There are several cultural principles that I care about and have instituted at Eppo. I believe in a culture of entrepreneurialism that values finding areas to drive impact and being comfortable with end-to-end ownership. In addition, great communication is important to me, as many productivity and interpersonal issues stem from communication failures. Starting with people who have strong communication skills can make all the difference.

Even if you struggle with public speaking, there are other ways to improve your communication skills, such as writing or preparing your remarks. At Eppo, we place a high value on communication skills.

On Finding Design Partners

If you're considering starting a company, it's important to choose an idea where it's not too hard to find early design partners. You can improve your execution and hiring skills, but if people don't want what you're selling, it's going to be tough. That's why I shopped around for three or four ideas and chose the one with easy-to-find design partners. Basic sales skills are important, but if it's challenging to sell your product at the outset, it's not going to get any easier. Consider a different idea if that's the case.

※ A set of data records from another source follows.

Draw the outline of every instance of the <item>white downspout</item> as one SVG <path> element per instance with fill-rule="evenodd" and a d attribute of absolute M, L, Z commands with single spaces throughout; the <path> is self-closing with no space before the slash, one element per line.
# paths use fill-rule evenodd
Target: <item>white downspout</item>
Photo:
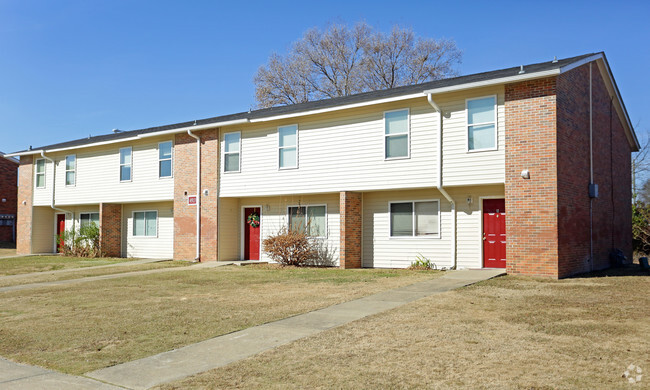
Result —
<path fill-rule="evenodd" d="M 187 129 L 187 135 L 196 140 L 196 258 L 201 260 L 201 138 Z"/>
<path fill-rule="evenodd" d="M 592 67 L 589 63 L 589 184 L 594 184 L 594 113 L 592 94 Z M 589 194 L 589 267 L 594 270 L 594 198 Z"/>
<path fill-rule="evenodd" d="M 49 157 L 47 157 L 45 155 L 44 150 L 41 150 L 41 157 L 43 157 L 44 159 L 46 159 L 47 161 L 52 163 L 52 200 L 50 202 L 50 207 L 52 207 L 53 210 L 62 211 L 66 216 L 67 216 L 67 214 L 72 214 L 71 211 L 64 210 L 64 209 L 61 209 L 61 208 L 58 208 L 58 207 L 55 206 L 54 197 L 56 195 L 56 163 L 54 162 L 54 159 L 51 159 L 51 158 L 49 158 Z M 45 170 L 45 172 L 47 172 L 47 169 Z M 46 176 L 47 176 L 47 174 L 46 174 Z M 73 218 L 73 220 L 74 220 L 74 218 Z M 56 251 L 57 246 L 58 246 L 58 244 L 55 241 L 55 243 L 54 243 L 54 250 L 55 251 Z"/>
<path fill-rule="evenodd" d="M 438 140 L 436 143 L 437 146 L 437 152 L 438 152 L 438 174 L 437 174 L 437 183 L 436 183 L 436 188 L 442 196 L 444 196 L 447 201 L 451 204 L 451 263 L 452 263 L 452 269 L 456 269 L 457 267 L 457 258 L 456 258 L 456 203 L 454 202 L 454 199 L 449 196 L 447 191 L 442 187 L 442 110 L 440 107 L 436 104 L 436 102 L 433 101 L 433 96 L 432 94 L 428 93 L 427 94 L 427 101 L 433 107 L 434 110 L 438 112 Z"/>

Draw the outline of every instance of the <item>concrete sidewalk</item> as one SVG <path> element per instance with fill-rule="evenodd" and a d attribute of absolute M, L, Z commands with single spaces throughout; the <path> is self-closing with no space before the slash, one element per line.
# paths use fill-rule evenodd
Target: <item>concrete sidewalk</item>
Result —
<path fill-rule="evenodd" d="M 222 367 L 420 298 L 502 274 L 503 270 L 450 271 L 440 278 L 254 326 L 148 358 L 92 371 L 85 376 L 129 389 L 147 389 Z"/>
<path fill-rule="evenodd" d="M 144 264 L 144 263 L 155 263 L 155 262 L 160 262 L 160 261 L 165 261 L 165 260 L 142 260 L 139 263 L 136 263 L 135 261 L 132 263 L 133 265 L 135 264 Z M 124 263 L 119 263 L 119 264 L 124 264 Z M 37 283 L 26 283 L 26 284 L 17 284 L 15 286 L 7 286 L 7 287 L 0 287 L 0 293 L 3 292 L 11 292 L 11 291 L 21 291 L 21 290 L 29 290 L 32 288 L 40 288 L 40 287 L 54 287 L 54 286 L 65 286 L 69 284 L 76 284 L 76 283 L 86 283 L 86 282 L 94 282 L 98 280 L 108 280 L 108 279 L 117 279 L 117 278 L 126 278 L 129 276 L 137 276 L 137 275 L 149 275 L 149 274 L 157 274 L 157 273 L 162 273 L 162 272 L 173 272 L 173 271 L 186 271 L 189 269 L 201 269 L 201 268 L 214 268 L 214 267 L 223 267 L 226 265 L 246 265 L 246 264 L 261 264 L 259 261 L 211 261 L 207 263 L 196 263 L 192 264 L 187 267 L 170 267 L 170 268 L 158 268 L 158 269 L 150 269 L 150 270 L 143 270 L 143 271 L 133 271 L 133 272 L 122 272 L 122 273 L 116 273 L 116 274 L 106 274 L 106 275 L 97 275 L 97 276 L 86 276 L 83 278 L 77 278 L 77 279 L 64 279 L 64 280 L 53 280 L 49 282 L 37 282 Z M 97 268 L 102 268 L 102 267 L 115 267 L 117 264 L 109 264 L 106 266 L 98 266 L 98 267 L 86 267 L 86 268 L 75 268 L 75 269 L 69 269 L 69 270 L 61 270 L 61 271 L 85 271 L 85 270 L 90 270 L 90 269 L 97 269 Z M 50 271 L 50 272 L 58 272 L 58 271 Z M 37 273 L 37 275 L 47 275 L 49 272 L 40 272 Z M 24 276 L 23 275 L 11 275 L 11 276 L 4 276 L 0 277 L 2 278 L 11 278 L 14 276 Z M 32 274 L 33 275 L 33 274 Z"/>

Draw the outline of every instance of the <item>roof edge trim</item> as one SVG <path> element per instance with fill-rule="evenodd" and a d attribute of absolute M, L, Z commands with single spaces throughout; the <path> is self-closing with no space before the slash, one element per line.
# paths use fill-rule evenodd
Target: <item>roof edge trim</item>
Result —
<path fill-rule="evenodd" d="M 211 128 L 214 128 L 214 127 L 230 126 L 230 125 L 237 125 L 237 124 L 243 124 L 243 123 L 248 123 L 248 119 L 235 119 L 235 120 L 231 120 L 231 121 L 208 123 L 208 124 L 205 124 L 205 125 L 185 126 L 185 127 L 180 127 L 178 129 L 172 129 L 172 130 L 152 131 L 151 133 L 139 134 L 139 135 L 136 135 L 134 137 L 119 138 L 119 139 L 114 139 L 114 140 L 110 140 L 110 141 L 93 142 L 93 143 L 90 143 L 90 144 L 68 146 L 68 147 L 65 147 L 65 148 L 55 148 L 55 149 L 47 149 L 47 150 L 45 150 L 45 149 L 36 150 L 35 149 L 35 150 L 29 150 L 29 151 L 25 151 L 25 152 L 6 154 L 5 157 L 29 156 L 29 155 L 33 155 L 33 154 L 40 154 L 41 151 L 48 152 L 48 153 L 56 153 L 56 152 L 63 152 L 63 151 L 66 151 L 66 150 L 91 148 L 93 146 L 102 146 L 102 145 L 116 144 L 116 143 L 120 143 L 120 142 L 137 141 L 137 140 L 140 140 L 140 139 L 143 139 L 143 138 L 159 137 L 159 136 L 168 135 L 168 134 L 185 133 L 185 132 L 187 132 L 187 130 L 201 131 L 201 130 L 211 129 Z"/>
<path fill-rule="evenodd" d="M 524 73 L 524 74 L 517 75 L 517 76 L 500 77 L 498 79 L 477 81 L 477 82 L 474 82 L 474 83 L 458 84 L 458 85 L 452 85 L 452 86 L 449 86 L 449 87 L 427 89 L 427 90 L 423 91 L 423 93 L 426 95 L 426 94 L 430 94 L 430 93 L 443 93 L 443 92 L 461 91 L 461 90 L 464 90 L 464 89 L 487 87 L 487 86 L 496 85 L 496 84 L 506 84 L 506 83 L 514 83 L 514 82 L 518 82 L 518 81 L 524 81 L 524 80 L 540 79 L 540 78 L 543 78 L 543 77 L 556 76 L 558 74 L 560 74 L 560 69 L 551 69 L 551 70 L 544 70 L 544 71 L 540 71 L 540 72 Z"/>
<path fill-rule="evenodd" d="M 301 112 L 295 112 L 295 113 L 291 113 L 291 114 L 274 115 L 274 116 L 256 118 L 256 119 L 251 119 L 250 122 L 251 123 L 270 122 L 270 121 L 275 121 L 275 120 L 279 120 L 279 119 L 295 118 L 295 117 L 298 117 L 298 116 L 307 116 L 307 115 L 322 114 L 322 113 L 332 112 L 332 111 L 348 110 L 350 108 L 372 106 L 372 105 L 375 105 L 375 104 L 390 103 L 390 102 L 396 102 L 396 101 L 400 101 L 400 100 L 415 99 L 415 98 L 419 98 L 419 97 L 422 97 L 421 93 L 412 93 L 412 94 L 408 94 L 408 95 L 393 96 L 393 97 L 390 97 L 390 98 L 368 100 L 366 102 L 360 102 L 360 103 L 345 104 L 345 105 L 342 105 L 342 106 L 321 108 L 321 109 L 318 109 L 318 110 L 301 111 Z"/>

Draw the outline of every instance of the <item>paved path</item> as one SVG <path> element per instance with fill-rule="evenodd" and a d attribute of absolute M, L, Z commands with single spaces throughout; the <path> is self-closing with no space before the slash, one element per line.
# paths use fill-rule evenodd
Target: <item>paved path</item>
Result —
<path fill-rule="evenodd" d="M 222 367 L 324 330 L 501 274 L 502 270 L 451 271 L 440 278 L 254 326 L 85 375 L 129 389 L 147 389 Z"/>
<path fill-rule="evenodd" d="M 228 264 L 232 263 L 205 263 L 192 266 L 192 269 L 218 267 Z M 176 269 L 178 268 L 165 268 L 155 271 Z M 149 273 L 149 271 L 140 271 L 130 274 L 142 272 Z M 0 389 L 147 389 L 222 367 L 280 345 L 405 305 L 420 298 L 474 284 L 502 274 L 504 274 L 502 270 L 449 271 L 439 278 L 254 326 L 148 358 L 92 371 L 86 373 L 85 378 L 13 363 L 0 358 Z"/>
<path fill-rule="evenodd" d="M 162 260 L 142 260 L 142 263 L 131 263 L 132 265 L 135 264 L 143 264 L 143 263 L 153 263 L 157 261 L 162 261 Z M 170 268 L 157 268 L 157 269 L 149 269 L 149 270 L 143 270 L 143 271 L 133 271 L 133 272 L 122 272 L 118 274 L 106 274 L 106 275 L 97 275 L 97 276 L 87 276 L 83 278 L 78 278 L 78 279 L 65 279 L 65 280 L 53 280 L 49 282 L 38 282 L 38 283 L 27 283 L 27 284 L 19 284 L 15 286 L 7 286 L 7 287 L 0 287 L 0 293 L 3 292 L 11 292 L 11 291 L 21 291 L 21 290 L 29 290 L 32 288 L 40 288 L 40 287 L 54 287 L 54 286 L 65 286 L 69 284 L 76 284 L 76 283 L 86 283 L 86 282 L 94 282 L 97 280 L 107 280 L 107 279 L 117 279 L 117 278 L 125 278 L 129 276 L 137 276 L 137 275 L 149 275 L 149 274 L 157 274 L 157 273 L 162 273 L 162 272 L 173 272 L 173 271 L 185 271 L 188 269 L 200 269 L 200 268 L 213 268 L 213 267 L 222 267 L 225 265 L 242 265 L 242 264 L 249 264 L 249 263 L 255 263 L 259 264 L 259 261 L 210 261 L 207 263 L 197 263 L 197 264 L 192 264 L 187 267 L 170 267 Z M 120 263 L 124 264 L 124 263 Z M 117 264 L 110 264 L 108 267 L 114 267 Z M 75 268 L 75 269 L 68 269 L 68 270 L 60 270 L 60 271 L 87 271 L 91 269 L 97 269 L 97 268 L 102 268 L 105 266 L 98 266 L 98 267 L 86 267 L 86 268 Z M 58 272 L 58 271 L 51 271 L 51 272 Z M 49 272 L 39 272 L 36 273 L 37 275 L 47 275 Z M 10 278 L 14 276 L 24 276 L 23 275 L 11 275 L 11 276 L 5 276 L 2 277 L 4 278 Z M 34 274 L 31 274 L 34 275 Z"/>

It's important to be responsive to your early design partners and act quickly on their feedback. Their feedback is more important than their money. Show them how responsive you are to their feedback to encourage them to give more.

Before you even start the company, do market validation and have a clear picture of your ideal customer. Some founders take on partners who are out of bounds for what they built the company for, which can be a big distraction. In our case, we knew we wanted to serve growth-stage consumer and PLG companies selling to their data teams. It's important to have a clear picture of your ideal customer and not get distracted by others.

On Fundraising

When it comes to raising money, the focus should actually be on the fundamentals of the business. Proper market validation is crucial. If you can convince yourself that there's real market demand here, and you have proven it through design partners and other means, then the investment will take care of itself.

The key is to demonstrate appropriate milestones for the amount of money you want to raise. Early on, you need to show that there's a real market there, even without code. You can do this in a variety of ways, but if you demonstrate true market demand, you can build from there and ship out a few times.

That will get you started in terms of fundraising, and once you get to Series A and B, there are different appropriate milestones in terms of growth and revenue or other metrics. But fundamentally, if you have a strong business, you will get what you want out of the fundraising process. So it's best to focus on the fundamentals of the business.

Suppose you have great fundamentals for your business and are now deciding between investors, which is a very fortunate position to be in. Every founder has their own lens on this stuff. I focus very much on the partner rather than the firm. There are all sorts of firms with different levels of brands and everything, but the partner is the one you'll talk to every week. Who will go to bat for you at the next fundraising round? Who will be forever attached to you? Just make sure that partner is truly a partner of the business. You should be excited to have them along for the ride.